Vatandaşlar aldıkları ürünlerin fiyatlarını kıyaslamaya başladı. Her geçen gün zam gelen ürünlerimize ödediğimiz para ile yurt dışında yaşayan bir vatandaşın ödediği parayı karşılaştıran videolar internette popüler olmaya başladı. Yönetimde yer alan insanlar elbette tüm bunlara karşı çıkan videolar ortaya çıkarmaya ve sürecin o kadar da kötü olmadığını anlatan açıklamalarda bulunmaya başladı. Hatta geçtiğimiz aylarda market alışverişinin nasıl yapılması gerektiğine dair önerilerin yer aldığı haberler ile karşılaştık. Bu öneriler içerisinde çocuklarla alışverişe gidilmemesi gerektiğinden tutun tok karnına alışveriş yapılmasını öneren çeşitli maddeler yer almaktaydı. Ancak bunların dışında ananasın kurutulmasına dair gelen öneri sosyal medyada büyük bir tepkiye yol açtı.
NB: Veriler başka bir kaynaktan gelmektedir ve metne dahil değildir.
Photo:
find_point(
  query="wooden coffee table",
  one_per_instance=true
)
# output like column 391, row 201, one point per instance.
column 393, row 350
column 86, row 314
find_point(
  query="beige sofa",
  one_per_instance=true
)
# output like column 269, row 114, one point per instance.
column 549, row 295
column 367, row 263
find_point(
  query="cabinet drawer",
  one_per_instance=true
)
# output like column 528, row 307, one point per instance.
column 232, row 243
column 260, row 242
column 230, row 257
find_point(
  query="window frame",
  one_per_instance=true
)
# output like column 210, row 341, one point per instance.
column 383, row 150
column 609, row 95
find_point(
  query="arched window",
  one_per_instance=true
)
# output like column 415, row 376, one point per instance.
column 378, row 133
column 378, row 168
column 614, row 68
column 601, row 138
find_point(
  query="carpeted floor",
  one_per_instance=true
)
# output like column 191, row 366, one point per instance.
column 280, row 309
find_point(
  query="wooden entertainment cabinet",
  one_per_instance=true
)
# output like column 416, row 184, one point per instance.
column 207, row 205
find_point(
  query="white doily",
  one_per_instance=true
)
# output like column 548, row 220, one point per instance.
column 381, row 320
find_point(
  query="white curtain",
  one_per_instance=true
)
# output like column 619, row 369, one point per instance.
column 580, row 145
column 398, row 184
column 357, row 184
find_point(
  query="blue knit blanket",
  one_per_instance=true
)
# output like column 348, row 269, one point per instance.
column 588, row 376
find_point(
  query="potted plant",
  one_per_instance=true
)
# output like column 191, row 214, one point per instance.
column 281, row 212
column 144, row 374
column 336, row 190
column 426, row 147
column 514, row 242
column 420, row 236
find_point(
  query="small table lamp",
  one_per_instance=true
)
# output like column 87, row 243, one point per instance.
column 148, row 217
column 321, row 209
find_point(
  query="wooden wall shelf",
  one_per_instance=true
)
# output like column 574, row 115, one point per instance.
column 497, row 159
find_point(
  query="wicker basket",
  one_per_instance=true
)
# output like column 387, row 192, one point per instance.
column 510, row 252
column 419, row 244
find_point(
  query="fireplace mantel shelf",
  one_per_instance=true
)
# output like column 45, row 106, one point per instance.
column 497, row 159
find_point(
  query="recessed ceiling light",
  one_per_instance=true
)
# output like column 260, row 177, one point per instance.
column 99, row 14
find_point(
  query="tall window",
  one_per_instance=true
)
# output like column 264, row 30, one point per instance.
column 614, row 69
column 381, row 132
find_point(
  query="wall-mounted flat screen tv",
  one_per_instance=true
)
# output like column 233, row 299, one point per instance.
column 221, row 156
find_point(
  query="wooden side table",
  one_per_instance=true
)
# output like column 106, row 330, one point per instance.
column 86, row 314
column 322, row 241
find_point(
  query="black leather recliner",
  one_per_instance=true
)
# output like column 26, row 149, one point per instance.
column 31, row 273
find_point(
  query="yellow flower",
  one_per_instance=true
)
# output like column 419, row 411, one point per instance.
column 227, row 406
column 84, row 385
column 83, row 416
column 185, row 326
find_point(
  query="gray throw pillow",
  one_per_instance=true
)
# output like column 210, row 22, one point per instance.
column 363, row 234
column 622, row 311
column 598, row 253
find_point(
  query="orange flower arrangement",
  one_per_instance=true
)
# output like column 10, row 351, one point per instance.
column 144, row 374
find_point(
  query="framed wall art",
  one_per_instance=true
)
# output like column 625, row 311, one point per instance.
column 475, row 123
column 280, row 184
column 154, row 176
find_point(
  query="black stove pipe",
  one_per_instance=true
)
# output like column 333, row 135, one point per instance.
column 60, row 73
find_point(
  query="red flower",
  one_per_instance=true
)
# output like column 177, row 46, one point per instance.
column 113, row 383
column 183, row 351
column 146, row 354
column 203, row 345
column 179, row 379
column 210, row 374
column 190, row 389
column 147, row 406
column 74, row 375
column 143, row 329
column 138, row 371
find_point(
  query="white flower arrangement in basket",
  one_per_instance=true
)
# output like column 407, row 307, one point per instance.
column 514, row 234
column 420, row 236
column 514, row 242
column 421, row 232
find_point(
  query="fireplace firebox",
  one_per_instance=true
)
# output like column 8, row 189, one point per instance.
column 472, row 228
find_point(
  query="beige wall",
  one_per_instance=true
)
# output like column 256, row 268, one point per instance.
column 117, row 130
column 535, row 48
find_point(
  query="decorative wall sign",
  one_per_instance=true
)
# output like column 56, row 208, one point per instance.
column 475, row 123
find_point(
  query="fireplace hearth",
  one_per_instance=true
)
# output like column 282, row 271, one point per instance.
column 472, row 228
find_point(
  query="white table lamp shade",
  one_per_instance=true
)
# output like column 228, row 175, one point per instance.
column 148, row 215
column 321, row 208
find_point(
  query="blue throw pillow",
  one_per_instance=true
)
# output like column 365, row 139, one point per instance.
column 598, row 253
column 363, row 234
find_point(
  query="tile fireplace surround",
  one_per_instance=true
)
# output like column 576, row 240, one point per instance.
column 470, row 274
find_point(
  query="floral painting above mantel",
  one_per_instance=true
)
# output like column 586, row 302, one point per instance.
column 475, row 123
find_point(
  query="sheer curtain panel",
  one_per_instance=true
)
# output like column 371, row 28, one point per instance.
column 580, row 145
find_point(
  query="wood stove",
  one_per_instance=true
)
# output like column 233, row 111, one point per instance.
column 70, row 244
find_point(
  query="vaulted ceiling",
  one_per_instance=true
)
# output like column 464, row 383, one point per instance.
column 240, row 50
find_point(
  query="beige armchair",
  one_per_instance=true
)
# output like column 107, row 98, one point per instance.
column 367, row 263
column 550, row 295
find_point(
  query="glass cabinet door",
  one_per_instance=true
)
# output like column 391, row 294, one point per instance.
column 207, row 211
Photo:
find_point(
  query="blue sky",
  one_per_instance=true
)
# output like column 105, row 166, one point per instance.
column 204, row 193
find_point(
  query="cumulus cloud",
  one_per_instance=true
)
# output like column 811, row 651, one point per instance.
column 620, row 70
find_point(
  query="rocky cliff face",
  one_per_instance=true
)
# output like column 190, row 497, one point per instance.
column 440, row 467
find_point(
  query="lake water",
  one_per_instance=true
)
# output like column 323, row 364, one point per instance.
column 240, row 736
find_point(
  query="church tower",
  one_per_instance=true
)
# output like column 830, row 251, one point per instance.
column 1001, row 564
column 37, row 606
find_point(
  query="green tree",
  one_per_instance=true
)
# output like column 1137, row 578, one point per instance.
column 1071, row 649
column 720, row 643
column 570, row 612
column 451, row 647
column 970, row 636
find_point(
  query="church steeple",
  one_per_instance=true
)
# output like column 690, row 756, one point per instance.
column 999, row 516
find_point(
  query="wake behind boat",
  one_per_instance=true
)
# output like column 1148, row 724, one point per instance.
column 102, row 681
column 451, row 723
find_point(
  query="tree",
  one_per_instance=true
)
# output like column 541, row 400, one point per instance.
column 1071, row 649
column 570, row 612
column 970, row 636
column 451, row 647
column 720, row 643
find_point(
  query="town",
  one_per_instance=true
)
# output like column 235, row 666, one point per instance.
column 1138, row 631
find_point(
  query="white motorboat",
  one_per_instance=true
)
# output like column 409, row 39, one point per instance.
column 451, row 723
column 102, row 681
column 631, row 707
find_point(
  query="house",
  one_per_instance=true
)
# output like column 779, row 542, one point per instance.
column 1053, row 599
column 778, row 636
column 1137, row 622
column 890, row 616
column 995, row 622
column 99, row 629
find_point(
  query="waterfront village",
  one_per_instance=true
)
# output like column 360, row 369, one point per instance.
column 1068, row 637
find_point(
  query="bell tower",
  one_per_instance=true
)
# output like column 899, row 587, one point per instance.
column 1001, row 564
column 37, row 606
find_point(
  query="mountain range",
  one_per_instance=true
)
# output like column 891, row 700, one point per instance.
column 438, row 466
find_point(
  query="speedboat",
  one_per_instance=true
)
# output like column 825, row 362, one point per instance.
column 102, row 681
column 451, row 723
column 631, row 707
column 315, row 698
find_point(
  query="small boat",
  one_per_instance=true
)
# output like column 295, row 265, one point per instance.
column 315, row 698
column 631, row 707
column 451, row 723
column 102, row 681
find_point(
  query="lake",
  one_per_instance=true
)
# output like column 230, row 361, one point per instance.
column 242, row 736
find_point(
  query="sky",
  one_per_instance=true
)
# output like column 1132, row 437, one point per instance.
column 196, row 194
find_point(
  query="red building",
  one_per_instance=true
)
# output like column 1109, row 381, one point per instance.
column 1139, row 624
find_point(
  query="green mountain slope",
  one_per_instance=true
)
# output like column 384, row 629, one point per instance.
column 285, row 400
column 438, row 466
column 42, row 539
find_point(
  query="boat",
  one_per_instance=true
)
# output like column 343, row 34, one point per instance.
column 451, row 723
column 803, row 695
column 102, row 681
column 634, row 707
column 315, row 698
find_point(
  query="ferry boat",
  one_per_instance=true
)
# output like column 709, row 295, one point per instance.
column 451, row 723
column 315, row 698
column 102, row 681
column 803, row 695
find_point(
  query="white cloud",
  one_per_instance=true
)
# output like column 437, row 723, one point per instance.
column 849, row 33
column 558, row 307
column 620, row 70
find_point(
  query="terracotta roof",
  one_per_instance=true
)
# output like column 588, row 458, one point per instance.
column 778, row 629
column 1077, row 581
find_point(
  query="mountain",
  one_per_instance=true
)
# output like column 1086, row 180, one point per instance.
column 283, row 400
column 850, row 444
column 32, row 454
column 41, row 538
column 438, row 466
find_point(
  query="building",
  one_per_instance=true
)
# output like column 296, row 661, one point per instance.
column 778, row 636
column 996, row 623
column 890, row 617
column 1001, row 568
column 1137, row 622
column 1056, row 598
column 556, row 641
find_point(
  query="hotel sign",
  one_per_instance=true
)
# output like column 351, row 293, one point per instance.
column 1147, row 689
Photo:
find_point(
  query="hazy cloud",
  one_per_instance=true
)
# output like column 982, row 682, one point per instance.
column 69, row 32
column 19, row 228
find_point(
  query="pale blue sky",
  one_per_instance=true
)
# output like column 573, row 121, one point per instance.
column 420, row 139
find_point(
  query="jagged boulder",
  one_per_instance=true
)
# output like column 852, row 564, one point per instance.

Halktan bu kadar uzak olmak mümkün mü gerçekten? Halkın veya vatandaşın içinde bulunduğu zorlukları görmek neden bu kadar güç? Yıllar içerisinde kötü giden ekonomi ile birlikte vatandaşın maruz kaldığı yaşam koşulları bu kadar göz önündeyken, tüm bu olanları yok saymak neden bir çözüm olarak seçiliyordu? Asgari ücrete getirilen zam büyütülürken, yöneticilerin kendi maaşlarına yaptığı zamlar neden gizli kapaklı oluyordu? Yönettikleri ve temsilcisi oldukları vatandaşların yaşadığı zorluklara nasıl bu kadar gözlerini kapatabiliyorlar? Her geçen gün Euro ve Dolar karşısında değer kaybeden Türk Lirası’nın, vatandaşı olduğumuz ülkemizdeki yaşam koşullarını nasıl zorlaştırdığını göremiyorlar mı?
Euro ve Dolar’ın artışı ile birlikte gelişen tek şey matematiksel hesaplamalarımız oldu. 1 Euro veya Dolar acaba kaç Türk Lirası oldu diye Google üzerinden baktığımız sabah rutinimize, bir de maaşlarımızı veya aldığımız ürünlerin kaç Euro veya Dolar olduğunu hesaplamak da eklendi. Yaptığımız hesaplamaların sonucu pek de iç açıcı sonuçlar ortaya koymuyordu. Zira her geçen gün kendimizi bir vatandaş olarak daha değersiz hissediyoruz. Benzer işler ortaya konulmasına rağmen nasıl oluyordu da başka ülkelerdeki vatandaşlar bizlerden hem daha iyi yaşam koşullarına sahip oluyor hem de daha iyi maaşlar alıyorlardı? Bu sorunun cevabı oldukça göz önünde olmasına rağmen yapabileceklerimiz her geçen gün daha da sınırlanıyor. Yapılan konuşmalar ve atılan adımlar tek bir cevap ile karşılaşıyor: ‘’Maaşı, ekmeği, benzini veya aldığınız diğer şeyleri Euro veya Dolar ile mi alıyorsunuz? Almıyorsunuz. O nedenle endişe etmenize gerek yok.’’. Ne dersiniz bunca insan boşuna mı endişe ediyor her gün?